One of the best parts for me was that I was able to ski a half-day!  I have not been skiing for more than a decade, certainly not since my cancer diagnosis, and I thought I would never ski again.  The day Lindsey decided she wanted to try skiing again (she didn't love it the first few times she went, but now she is loving it)  I felt quite well, so I rented some skis and went with her.  I made about 5 runs, one from the very top of the mountain to the base, and to my complete surprise I did not fall at all (recall the balance issues I have struggled with since my whole brain radiation).    I had such a nice time skiing with Lindsey and realizing that I could still do it after all my body has been through.  I used muscles I forgot I had, and it felt great.  Absolutely everyone enjoyed this trip.

As wonderfully as it all turned out, it did not start out promisingly.  While we were driving up the beautiful 395, we received a text from the Pults, who had arrived first at the cabin we had rented in Incline Village for the week.  When they pulled up, the saw water running down the driveway and quickly realized a pipe had burst some number of days earlier and the house was completely uninhabitable.  What to do?!  Lake Tahoe, the week between Christmas and New Years...seriously?!  How could we find something for 13 people that was somewhat reasonable and available immediately?

We scrambled, we prayed, we tried everything we could think of.  Craig's list, property management companies, with no luck.  Short-term relief came when Tina's boss offered his cabin for two nights, but we would have to evacuate after that as it was going to be occupied by another family after that.  Then we remembered that our friends Dave and Renee (friends from Hastings, roommates and best man in our wedding) had bought a cabin in Tahoe a few years back.  Even though we had not talked to them in a while, we boldly called and asked if they might be able to help us.  They were on the East Coast yet happily overnighted the key to us so we could finish our week in their lovely home.  It couldn't have been more perfect and we are so very grateful to them for their trust in us.

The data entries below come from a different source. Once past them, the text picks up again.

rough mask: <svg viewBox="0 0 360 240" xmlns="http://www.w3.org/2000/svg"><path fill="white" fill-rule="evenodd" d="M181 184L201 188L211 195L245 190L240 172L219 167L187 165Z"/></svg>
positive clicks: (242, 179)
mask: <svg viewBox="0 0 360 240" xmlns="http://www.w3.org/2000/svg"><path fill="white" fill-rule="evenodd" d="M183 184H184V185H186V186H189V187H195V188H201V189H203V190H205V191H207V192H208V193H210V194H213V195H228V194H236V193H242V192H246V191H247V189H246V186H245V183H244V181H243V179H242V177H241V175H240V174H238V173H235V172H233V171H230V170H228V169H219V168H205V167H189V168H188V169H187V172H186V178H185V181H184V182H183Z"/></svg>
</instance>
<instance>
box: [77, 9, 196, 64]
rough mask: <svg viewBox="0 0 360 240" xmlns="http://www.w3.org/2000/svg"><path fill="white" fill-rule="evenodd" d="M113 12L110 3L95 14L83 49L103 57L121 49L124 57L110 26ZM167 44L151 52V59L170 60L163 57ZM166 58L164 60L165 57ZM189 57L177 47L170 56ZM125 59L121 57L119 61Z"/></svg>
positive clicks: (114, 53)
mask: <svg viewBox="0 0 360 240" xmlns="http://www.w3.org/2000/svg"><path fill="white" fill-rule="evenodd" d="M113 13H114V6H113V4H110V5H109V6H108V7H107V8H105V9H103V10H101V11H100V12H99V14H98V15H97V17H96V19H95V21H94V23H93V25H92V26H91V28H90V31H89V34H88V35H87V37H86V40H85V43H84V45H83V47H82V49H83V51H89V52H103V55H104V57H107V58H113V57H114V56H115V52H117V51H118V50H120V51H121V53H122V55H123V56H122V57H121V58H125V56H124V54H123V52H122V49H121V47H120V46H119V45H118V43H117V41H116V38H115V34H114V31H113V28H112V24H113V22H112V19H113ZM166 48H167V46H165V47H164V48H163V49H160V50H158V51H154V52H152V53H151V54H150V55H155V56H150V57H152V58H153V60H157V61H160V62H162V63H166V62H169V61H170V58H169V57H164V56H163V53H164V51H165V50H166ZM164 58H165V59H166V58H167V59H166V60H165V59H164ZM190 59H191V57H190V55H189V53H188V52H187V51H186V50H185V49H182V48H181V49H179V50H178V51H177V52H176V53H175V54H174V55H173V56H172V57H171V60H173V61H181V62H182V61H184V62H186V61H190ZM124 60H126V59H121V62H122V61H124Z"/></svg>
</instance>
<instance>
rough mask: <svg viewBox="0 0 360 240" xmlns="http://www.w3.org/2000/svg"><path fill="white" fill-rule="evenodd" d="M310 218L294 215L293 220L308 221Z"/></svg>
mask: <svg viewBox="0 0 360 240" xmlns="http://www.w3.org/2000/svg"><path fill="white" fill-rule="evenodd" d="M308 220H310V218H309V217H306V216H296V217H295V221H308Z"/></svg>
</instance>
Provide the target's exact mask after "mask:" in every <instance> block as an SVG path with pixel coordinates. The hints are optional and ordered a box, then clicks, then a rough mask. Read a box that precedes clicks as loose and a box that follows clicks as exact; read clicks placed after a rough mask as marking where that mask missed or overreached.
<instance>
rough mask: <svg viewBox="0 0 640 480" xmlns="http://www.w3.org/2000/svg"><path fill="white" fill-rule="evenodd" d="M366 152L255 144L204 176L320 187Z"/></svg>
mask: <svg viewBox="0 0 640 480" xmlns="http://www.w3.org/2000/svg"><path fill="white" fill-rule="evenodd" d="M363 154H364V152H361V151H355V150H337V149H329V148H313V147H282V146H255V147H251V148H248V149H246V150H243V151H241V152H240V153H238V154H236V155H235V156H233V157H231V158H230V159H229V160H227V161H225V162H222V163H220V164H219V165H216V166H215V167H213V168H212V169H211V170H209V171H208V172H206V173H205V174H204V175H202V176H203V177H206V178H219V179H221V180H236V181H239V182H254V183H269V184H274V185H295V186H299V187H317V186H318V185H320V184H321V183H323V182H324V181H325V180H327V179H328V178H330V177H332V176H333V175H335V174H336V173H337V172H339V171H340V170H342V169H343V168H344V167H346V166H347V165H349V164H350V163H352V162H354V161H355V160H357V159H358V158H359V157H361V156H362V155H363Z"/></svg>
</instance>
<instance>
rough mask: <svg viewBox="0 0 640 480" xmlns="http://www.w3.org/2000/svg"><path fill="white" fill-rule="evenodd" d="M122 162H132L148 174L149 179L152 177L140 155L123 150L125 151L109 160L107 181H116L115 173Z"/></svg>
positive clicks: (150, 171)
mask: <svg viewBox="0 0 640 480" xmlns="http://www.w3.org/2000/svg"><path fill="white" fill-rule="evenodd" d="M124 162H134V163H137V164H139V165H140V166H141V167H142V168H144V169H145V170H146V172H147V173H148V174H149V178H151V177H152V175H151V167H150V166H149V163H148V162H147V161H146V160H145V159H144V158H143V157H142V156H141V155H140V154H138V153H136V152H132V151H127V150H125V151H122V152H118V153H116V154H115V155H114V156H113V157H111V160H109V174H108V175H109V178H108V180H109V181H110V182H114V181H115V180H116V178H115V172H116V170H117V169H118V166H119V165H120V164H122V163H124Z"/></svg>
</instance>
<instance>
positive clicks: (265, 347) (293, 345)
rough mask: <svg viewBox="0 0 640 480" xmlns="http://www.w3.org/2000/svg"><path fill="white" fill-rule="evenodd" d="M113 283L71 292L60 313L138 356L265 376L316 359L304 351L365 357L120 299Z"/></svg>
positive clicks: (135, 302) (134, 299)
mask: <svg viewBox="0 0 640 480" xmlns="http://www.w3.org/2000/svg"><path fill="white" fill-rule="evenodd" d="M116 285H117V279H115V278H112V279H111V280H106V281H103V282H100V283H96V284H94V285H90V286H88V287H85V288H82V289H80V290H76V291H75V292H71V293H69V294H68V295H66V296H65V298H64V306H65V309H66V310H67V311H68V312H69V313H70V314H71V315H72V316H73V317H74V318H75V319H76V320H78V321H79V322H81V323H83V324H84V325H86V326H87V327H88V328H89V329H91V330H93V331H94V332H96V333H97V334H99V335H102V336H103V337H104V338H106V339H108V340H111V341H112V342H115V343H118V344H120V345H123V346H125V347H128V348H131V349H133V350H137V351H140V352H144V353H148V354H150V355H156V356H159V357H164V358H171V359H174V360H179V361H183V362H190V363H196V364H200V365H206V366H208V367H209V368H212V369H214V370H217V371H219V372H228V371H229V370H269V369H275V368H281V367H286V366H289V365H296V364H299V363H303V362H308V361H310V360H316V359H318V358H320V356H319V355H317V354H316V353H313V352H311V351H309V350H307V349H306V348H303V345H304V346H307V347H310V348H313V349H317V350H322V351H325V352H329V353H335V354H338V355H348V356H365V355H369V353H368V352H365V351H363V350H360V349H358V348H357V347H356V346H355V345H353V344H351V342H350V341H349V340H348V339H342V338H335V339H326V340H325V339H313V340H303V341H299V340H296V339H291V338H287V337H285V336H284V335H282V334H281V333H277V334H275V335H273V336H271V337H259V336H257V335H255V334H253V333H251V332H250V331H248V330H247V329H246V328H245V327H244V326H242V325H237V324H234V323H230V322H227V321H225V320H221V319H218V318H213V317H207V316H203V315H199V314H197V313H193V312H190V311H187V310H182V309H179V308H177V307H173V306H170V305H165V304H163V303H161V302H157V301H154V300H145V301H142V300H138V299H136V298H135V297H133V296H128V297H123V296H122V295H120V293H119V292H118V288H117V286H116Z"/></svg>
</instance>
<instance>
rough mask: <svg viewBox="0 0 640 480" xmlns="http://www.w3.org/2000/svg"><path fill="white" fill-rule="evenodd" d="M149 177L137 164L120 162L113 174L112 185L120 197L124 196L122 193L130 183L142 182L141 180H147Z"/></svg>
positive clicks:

Five minutes in, Natalie found a brand new toy she wanted to play with (they have three kids all within our kids' ages) and ripped open the box without thinking.  We were mortified until we remembered the miracle of Amazon and ordered a replacement which arrived before we left and was put back exactly where the original was found.  Other than that, we did not do any harm, thank goodness!

Here are some photos of our trip.  We wish you all a happy New Year!




(Somehow, I don't have a picture of Sam or Kyle, but I think it is because I hardly saw them, such a blur they were on the slopes and on the ice!)